# A young Giant Stag Beetle - Lucanus elaphus



## Lee Woodie (Jul 18, 2012)

give him a little more time and he will really be tough to handle.Oh I found this one while cleaning up the shop today


----------



## dawg2 (Jul 18, 2012)

How big was that one?  Very nice specimen.


----------



## rip18 (Jul 18, 2012)

Great details on that one!  Good shots!


----------



## DRB1313 (Jul 18, 2012)

Lee,  I sure have been enjoying your shots.  Keep up the good work.


----------



## quinn (Jul 18, 2012)

Another smokin shot lee!


----------



## Hoss (Jul 18, 2012)

Another great one for you collection of critter shots.  

Hoss


----------



## Lee Woodie (Jul 18, 2012)

dawg2 said:


> How big was that one?  Very nice specimen.

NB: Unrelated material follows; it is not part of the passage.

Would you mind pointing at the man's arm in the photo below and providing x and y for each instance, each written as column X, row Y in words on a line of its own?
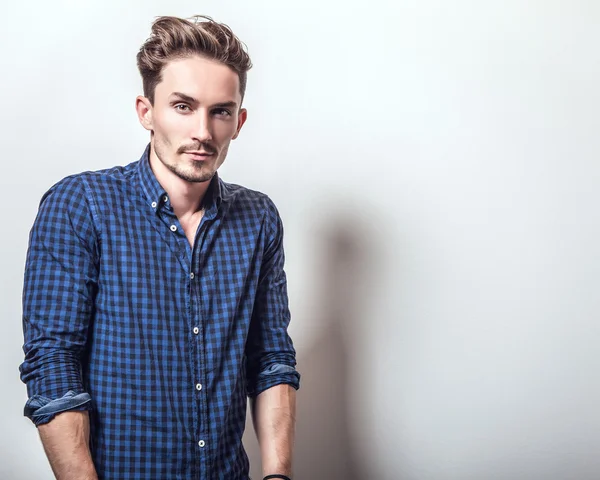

dawg it's about 1-1/2" long


----------



## gregg dudley (Jul 18, 2012)

Good shots!


----------



## Crickett (Jul 18, 2012)

Cool! He sure is one mean lookin bug!


----------



## cornpile (Jul 18, 2012)

Man,those things are stout.Killer shots


----------



## wvdawg (Jul 20, 2012)

Love these big guys!  Nice shooting Lee!


----------